The cryptocurrency entrepreneur whose false claim to be bitcoin inventor ‘Satoshi Nakamoto’ has filled more than 80 days of court hearings should be prosecuted for perjury, the High Court heard yesterday.

Dr Craig Wright had mounted a five-year campaign of ‘litigation terrorism’, Jonathan Hough KC told a one-day hearing following Mr Justice Mellor’s ruling last month that the Satoshi claim was fabricated. In defending his position Wright produced hundreds of forged documents and made ‘literally thousands of lies under oath’, Hough said. ‘If there were ever a case for a referral of the papers to the authorities with a view to prosecution, it is that of Dr Wright in this case.’

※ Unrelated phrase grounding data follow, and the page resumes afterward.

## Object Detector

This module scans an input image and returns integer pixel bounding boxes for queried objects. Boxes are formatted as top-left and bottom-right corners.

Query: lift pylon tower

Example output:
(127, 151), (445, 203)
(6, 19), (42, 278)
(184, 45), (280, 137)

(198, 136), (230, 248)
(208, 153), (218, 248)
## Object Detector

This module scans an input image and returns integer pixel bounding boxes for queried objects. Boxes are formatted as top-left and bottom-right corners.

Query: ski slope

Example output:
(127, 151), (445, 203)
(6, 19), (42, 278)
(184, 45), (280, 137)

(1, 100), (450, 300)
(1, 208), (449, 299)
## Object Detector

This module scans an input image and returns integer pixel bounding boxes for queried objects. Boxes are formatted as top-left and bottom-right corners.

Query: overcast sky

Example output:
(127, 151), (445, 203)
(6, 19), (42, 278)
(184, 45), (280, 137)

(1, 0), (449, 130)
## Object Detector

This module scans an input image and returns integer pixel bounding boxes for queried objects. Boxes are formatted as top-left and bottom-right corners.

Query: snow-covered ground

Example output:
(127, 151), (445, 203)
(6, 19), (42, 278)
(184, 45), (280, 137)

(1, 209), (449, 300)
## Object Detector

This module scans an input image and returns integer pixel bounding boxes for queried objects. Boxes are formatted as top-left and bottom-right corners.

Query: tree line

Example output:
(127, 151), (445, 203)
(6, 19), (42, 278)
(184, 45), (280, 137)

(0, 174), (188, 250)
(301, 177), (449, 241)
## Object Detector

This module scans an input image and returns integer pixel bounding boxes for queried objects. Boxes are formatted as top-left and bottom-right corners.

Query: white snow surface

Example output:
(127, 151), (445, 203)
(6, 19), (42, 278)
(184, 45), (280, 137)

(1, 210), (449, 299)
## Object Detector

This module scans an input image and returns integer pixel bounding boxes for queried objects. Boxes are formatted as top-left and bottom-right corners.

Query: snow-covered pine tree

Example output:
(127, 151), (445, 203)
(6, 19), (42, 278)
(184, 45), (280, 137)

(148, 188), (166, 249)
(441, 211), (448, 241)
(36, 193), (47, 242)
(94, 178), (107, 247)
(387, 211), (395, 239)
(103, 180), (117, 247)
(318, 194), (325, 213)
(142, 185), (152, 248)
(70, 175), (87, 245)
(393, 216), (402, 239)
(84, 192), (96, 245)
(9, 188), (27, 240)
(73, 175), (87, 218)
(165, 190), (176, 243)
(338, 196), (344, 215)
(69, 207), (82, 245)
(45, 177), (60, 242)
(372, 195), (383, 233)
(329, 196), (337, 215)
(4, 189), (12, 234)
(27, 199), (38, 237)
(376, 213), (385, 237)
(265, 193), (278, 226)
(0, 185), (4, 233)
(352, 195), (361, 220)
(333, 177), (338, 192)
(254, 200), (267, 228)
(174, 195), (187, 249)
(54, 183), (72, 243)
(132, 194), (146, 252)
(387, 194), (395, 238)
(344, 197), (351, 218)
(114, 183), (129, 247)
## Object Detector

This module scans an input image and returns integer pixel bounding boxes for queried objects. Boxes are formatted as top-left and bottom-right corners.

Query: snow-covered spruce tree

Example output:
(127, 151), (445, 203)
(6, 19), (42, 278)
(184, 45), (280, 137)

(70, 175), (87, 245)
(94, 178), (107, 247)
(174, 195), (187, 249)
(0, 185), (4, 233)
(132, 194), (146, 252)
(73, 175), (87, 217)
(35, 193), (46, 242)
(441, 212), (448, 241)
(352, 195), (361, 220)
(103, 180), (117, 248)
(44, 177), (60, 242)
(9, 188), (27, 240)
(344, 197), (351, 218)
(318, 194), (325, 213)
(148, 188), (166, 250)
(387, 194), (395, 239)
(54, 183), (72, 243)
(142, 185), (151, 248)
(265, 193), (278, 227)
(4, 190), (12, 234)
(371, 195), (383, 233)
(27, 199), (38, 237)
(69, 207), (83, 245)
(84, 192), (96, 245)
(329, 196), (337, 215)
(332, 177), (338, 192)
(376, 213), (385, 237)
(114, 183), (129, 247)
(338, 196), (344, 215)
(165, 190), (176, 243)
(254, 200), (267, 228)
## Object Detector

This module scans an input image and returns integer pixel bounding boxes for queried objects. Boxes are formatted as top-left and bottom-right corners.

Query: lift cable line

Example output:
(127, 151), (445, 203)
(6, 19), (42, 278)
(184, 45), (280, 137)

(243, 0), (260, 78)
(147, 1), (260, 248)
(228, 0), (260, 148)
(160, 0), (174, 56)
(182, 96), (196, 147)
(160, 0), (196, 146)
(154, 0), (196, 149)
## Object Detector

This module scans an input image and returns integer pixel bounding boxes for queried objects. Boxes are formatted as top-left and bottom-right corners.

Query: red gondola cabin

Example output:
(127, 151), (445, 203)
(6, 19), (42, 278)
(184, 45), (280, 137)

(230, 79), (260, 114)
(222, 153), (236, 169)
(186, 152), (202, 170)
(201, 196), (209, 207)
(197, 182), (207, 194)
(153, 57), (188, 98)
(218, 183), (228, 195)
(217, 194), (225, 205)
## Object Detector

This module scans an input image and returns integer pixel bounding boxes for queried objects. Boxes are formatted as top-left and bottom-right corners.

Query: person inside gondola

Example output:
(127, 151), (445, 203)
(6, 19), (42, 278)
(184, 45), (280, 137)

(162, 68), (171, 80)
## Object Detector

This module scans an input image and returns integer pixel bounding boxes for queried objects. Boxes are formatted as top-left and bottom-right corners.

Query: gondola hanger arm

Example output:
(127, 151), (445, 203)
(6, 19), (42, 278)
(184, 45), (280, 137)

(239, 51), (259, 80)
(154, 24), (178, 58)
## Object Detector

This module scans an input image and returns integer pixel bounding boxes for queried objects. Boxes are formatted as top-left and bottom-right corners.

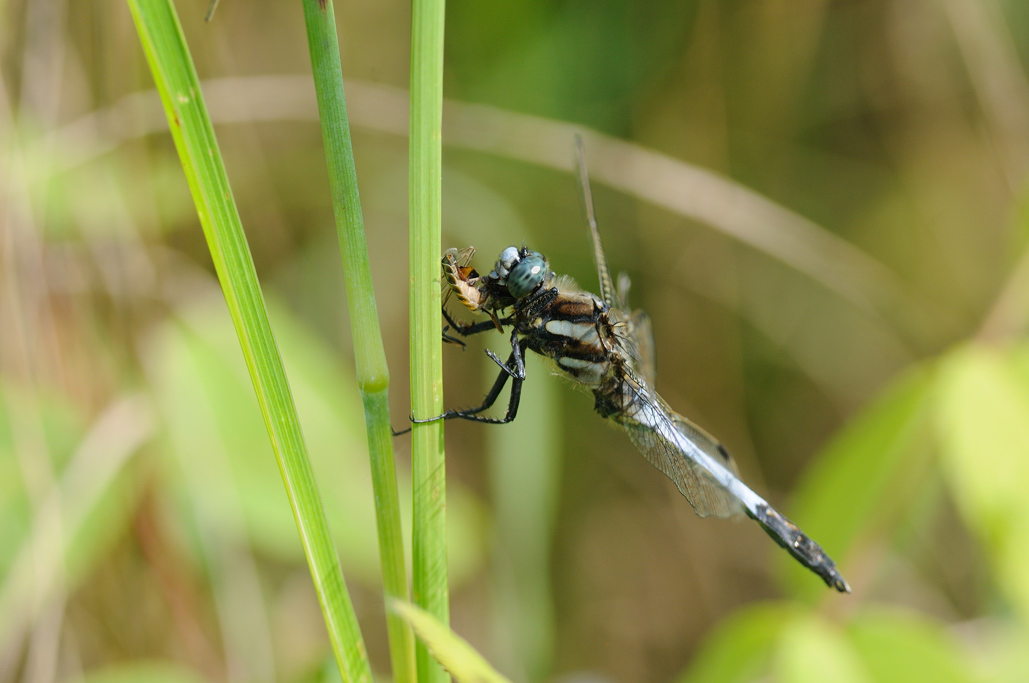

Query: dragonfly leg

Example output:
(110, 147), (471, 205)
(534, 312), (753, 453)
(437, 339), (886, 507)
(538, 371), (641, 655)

(394, 321), (520, 436)
(484, 348), (521, 380)
(393, 323), (523, 436)
(442, 325), (467, 348)
(442, 307), (504, 337)
(411, 330), (526, 426)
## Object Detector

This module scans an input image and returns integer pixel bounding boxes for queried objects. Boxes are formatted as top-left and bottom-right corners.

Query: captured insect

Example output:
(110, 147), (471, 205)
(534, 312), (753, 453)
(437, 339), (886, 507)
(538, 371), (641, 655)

(414, 137), (849, 592)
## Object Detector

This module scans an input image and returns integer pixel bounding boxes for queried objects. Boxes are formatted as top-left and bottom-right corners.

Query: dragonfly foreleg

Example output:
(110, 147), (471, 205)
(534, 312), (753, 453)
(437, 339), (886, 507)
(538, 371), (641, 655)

(442, 307), (503, 337)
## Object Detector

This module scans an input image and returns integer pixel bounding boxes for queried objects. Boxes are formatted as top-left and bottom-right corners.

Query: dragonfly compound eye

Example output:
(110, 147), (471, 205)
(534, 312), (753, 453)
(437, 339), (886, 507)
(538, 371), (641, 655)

(495, 246), (520, 278)
(507, 254), (547, 298)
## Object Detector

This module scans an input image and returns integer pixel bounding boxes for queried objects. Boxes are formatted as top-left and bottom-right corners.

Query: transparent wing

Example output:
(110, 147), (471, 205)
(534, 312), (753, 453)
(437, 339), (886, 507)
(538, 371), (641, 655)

(617, 272), (633, 311)
(606, 304), (655, 390)
(613, 380), (744, 519)
(603, 295), (849, 590)
(603, 277), (743, 517)
(608, 358), (850, 590)
(626, 309), (656, 386)
(574, 135), (623, 310)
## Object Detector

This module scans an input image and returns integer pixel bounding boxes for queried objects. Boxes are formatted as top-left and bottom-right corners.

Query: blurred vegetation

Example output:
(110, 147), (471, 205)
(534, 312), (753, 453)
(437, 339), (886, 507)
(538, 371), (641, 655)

(4, 0), (1029, 681)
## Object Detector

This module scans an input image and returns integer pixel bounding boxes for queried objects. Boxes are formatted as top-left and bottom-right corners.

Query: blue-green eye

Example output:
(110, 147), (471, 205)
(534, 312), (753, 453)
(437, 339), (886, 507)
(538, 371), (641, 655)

(508, 254), (547, 298)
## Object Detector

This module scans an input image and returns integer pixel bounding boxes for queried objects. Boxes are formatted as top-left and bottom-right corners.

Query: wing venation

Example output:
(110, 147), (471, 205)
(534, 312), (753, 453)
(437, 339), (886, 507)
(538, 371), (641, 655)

(613, 384), (743, 519)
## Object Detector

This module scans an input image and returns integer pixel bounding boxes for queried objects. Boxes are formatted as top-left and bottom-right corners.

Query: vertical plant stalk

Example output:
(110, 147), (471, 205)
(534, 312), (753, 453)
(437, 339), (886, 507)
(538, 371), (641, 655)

(300, 1), (416, 682)
(410, 0), (449, 680)
(126, 0), (371, 681)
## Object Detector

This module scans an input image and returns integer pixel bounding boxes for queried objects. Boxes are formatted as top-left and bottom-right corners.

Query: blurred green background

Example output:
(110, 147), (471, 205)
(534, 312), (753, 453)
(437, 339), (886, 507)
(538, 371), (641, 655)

(4, 0), (1029, 681)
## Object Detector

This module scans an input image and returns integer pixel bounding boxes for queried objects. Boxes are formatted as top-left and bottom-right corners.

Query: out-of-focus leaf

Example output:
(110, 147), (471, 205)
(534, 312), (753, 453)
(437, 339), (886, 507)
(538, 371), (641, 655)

(31, 158), (190, 240)
(0, 386), (85, 574)
(390, 600), (512, 683)
(0, 396), (149, 648)
(682, 605), (979, 683)
(935, 344), (1029, 622)
(448, 0), (697, 133)
(676, 603), (803, 683)
(486, 352), (560, 681)
(846, 609), (976, 683)
(773, 614), (869, 683)
(61, 452), (141, 584)
(76, 661), (205, 683)
(143, 294), (485, 584)
(783, 366), (937, 598)
(962, 619), (1029, 682)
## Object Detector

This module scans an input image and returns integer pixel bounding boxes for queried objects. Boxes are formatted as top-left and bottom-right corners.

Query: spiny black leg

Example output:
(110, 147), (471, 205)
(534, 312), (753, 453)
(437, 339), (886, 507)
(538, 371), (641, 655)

(440, 330), (526, 424)
(443, 307), (505, 337)
(442, 326), (467, 348)
(409, 350), (516, 423)
(412, 330), (526, 426)
(396, 330), (499, 434)
(421, 348), (516, 422)
(394, 316), (518, 436)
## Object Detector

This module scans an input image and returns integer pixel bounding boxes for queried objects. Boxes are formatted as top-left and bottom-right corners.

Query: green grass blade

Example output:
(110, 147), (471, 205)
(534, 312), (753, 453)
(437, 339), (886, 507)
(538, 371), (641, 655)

(391, 600), (512, 683)
(410, 0), (449, 680)
(301, 1), (416, 681)
(125, 1), (371, 680)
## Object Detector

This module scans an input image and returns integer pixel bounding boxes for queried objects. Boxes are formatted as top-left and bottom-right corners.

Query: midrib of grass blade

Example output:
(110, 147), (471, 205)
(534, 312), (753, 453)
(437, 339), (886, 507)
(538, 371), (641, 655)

(301, 1), (416, 682)
(125, 1), (371, 680)
(410, 0), (450, 681)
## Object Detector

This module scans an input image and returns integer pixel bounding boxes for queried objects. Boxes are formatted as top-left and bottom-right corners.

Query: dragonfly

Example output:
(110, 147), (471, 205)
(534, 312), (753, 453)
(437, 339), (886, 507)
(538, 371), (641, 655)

(416, 137), (849, 592)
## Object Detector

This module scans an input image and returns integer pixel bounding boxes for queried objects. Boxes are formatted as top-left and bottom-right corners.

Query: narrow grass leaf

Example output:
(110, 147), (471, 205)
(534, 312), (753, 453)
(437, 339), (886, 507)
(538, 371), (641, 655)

(410, 0), (450, 680)
(391, 600), (513, 683)
(125, 1), (370, 679)
(301, 1), (415, 680)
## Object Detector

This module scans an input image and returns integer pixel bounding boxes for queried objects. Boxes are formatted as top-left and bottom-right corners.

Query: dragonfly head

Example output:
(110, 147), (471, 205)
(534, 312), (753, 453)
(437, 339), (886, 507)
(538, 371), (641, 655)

(492, 246), (549, 299)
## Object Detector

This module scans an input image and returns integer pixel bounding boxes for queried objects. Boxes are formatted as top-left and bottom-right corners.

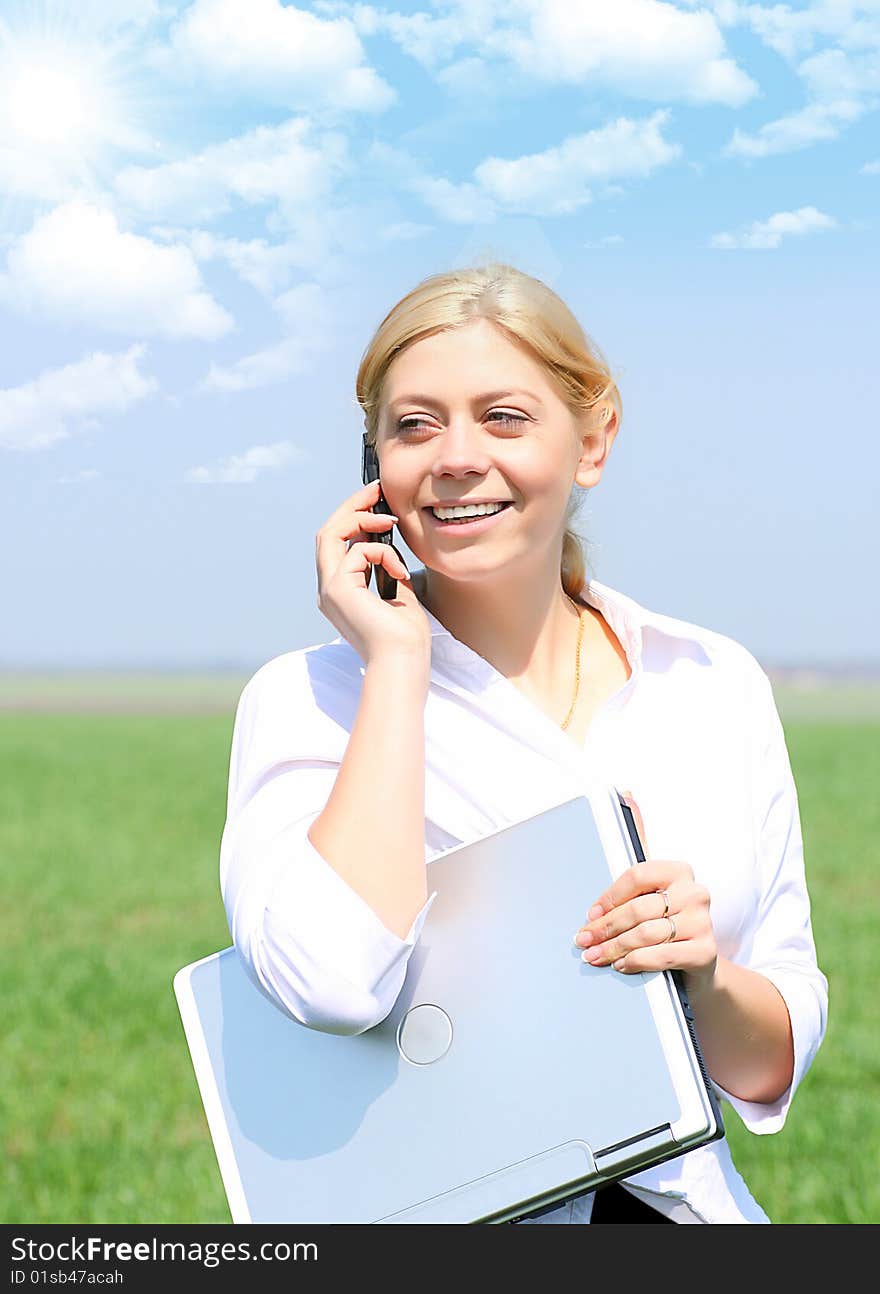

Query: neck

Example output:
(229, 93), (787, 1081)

(418, 563), (584, 691)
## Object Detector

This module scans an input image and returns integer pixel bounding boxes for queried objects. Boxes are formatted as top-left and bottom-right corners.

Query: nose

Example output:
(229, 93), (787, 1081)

(429, 419), (495, 479)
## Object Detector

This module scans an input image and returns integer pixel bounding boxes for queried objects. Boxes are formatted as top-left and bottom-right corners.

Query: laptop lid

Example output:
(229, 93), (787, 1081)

(174, 786), (721, 1224)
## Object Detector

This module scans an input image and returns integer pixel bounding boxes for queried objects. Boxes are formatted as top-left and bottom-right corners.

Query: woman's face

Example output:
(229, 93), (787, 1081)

(375, 318), (611, 581)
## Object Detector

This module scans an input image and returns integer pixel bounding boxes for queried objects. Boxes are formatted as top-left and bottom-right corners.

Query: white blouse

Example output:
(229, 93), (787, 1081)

(219, 577), (828, 1225)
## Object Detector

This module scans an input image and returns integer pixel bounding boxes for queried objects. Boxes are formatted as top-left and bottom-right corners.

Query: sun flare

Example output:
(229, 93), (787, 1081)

(6, 60), (95, 148)
(0, 20), (154, 207)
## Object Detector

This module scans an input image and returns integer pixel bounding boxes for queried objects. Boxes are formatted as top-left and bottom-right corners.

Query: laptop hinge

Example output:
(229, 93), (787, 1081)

(594, 1126), (673, 1176)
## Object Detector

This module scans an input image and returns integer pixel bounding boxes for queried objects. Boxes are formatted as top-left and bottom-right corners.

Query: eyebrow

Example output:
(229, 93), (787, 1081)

(387, 388), (543, 411)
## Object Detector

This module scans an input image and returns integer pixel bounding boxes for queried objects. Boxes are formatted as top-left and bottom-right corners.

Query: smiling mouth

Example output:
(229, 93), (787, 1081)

(423, 502), (514, 530)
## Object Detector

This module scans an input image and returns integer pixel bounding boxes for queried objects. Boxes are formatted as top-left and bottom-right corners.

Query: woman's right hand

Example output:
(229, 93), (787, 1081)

(315, 477), (432, 668)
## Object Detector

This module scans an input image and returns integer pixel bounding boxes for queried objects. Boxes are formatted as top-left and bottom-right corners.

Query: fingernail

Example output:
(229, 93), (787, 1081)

(588, 904), (603, 920)
(583, 948), (603, 963)
(573, 931), (592, 947)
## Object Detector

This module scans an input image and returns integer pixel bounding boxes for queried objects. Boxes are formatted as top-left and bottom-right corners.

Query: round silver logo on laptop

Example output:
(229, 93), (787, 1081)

(397, 1004), (453, 1065)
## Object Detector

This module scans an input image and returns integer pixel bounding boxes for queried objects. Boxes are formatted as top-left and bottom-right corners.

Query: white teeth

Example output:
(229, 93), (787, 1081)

(432, 502), (507, 520)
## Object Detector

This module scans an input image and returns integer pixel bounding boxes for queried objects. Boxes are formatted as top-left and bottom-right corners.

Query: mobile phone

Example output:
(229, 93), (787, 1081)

(361, 432), (398, 601)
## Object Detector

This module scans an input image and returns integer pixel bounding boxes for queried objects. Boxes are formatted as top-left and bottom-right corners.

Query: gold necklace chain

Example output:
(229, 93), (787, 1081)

(560, 594), (585, 731)
(419, 576), (585, 730)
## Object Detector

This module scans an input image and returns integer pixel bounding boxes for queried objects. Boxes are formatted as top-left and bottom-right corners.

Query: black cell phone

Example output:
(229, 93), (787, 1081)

(361, 432), (398, 601)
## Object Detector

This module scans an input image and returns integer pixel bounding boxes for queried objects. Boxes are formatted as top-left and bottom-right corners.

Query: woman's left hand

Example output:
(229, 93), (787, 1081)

(574, 859), (718, 992)
(573, 795), (718, 994)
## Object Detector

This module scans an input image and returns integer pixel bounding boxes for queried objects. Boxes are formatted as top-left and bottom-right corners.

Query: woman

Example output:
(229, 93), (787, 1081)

(219, 263), (827, 1224)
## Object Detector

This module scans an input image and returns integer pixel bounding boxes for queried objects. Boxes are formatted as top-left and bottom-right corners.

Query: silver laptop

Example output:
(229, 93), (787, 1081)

(174, 786), (722, 1224)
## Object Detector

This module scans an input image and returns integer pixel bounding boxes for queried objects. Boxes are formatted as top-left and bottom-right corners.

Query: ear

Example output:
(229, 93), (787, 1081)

(572, 405), (618, 490)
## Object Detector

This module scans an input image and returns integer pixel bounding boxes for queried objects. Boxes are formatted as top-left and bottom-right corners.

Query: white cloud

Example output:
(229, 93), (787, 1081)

(729, 43), (880, 157)
(703, 2), (880, 63)
(0, 146), (83, 206)
(149, 226), (318, 296)
(710, 205), (838, 249)
(369, 111), (680, 222)
(474, 111), (682, 216)
(493, 0), (757, 106)
(407, 175), (498, 224)
(0, 344), (157, 452)
(154, 0), (395, 113)
(0, 200), (233, 340)
(115, 117), (350, 228)
(185, 440), (306, 484)
(202, 337), (316, 392)
(799, 43), (880, 99)
(322, 1), (500, 70)
(861, 157), (880, 171)
(365, 139), (493, 223)
(202, 281), (336, 392)
(720, 8), (880, 156)
(725, 97), (865, 156)
(583, 234), (624, 248)
(319, 0), (755, 104)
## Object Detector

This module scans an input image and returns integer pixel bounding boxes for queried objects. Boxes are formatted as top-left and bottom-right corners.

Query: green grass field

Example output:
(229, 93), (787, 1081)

(1, 685), (878, 1224)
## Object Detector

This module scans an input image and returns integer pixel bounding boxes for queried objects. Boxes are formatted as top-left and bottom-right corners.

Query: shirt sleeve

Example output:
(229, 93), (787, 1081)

(219, 672), (437, 1037)
(713, 663), (828, 1133)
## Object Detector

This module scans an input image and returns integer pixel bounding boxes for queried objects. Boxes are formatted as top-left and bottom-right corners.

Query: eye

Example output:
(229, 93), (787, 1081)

(397, 410), (527, 434)
(486, 410), (527, 427)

Court 15 in the Rolls Building was hearing an application for a court order by a US-based trade body whose action resolved the so-called ‘Satoshi identity’ issue, along with costs applications in four other cases which had hinged on Wright’s assertions about the intellectual property in bitcoin.

Hough, for the Crypto Open Patent Alliance (COPA), asked the judge for injunctive relief, including, as well as costs on the indemnity basis:

  • an anti-suit injunction preventing Wright from attempting to re-litigate the case
  • an order requiring Wright to disseminate the Mellor judgment
  • the court’s permission to re-use disclosed documents in the case
  • a refusal of permission to appeal
  • referral of the case to the Crown Prosecution Service.

The draft application also included a request for permission to dispense with personal service as Wright is understood to be out of the country but in contact with his solicitors, City firm Shoosmiths. 


Wright: understood to be travelling abroad

For Wright, Craig Orr KC argued that many of the ‘unprecendented’ terms sought by COPA were unnecessary. Rather, they were ’motivated by a desire for revenge and a desire to punish and humiliate Dr Wright’, he said. Any order barring Wright from repeating his claim to be ‘Satoshi’ would infringe his article 10 right to free speech, Orr said. He told the judge that, even following a criminal conviction for a serious crime, it would ’be unheard of to injunct a defendant against asserting their innocence’. 

Meanwhile Wright had no intention of threatening or pursuing future proceedings, ’and no wish to waste time and resources debating the point’.

However the court heard that on the very day of the hearing, Wright had posted a YouTube video in which he referred to authoring the seminal ‘Satosh’ white paper first describing bitcoin. 

Scheduling a further hearing next Friday, Mellor said that he would deal with the costs applications before ruling on injunctive relief.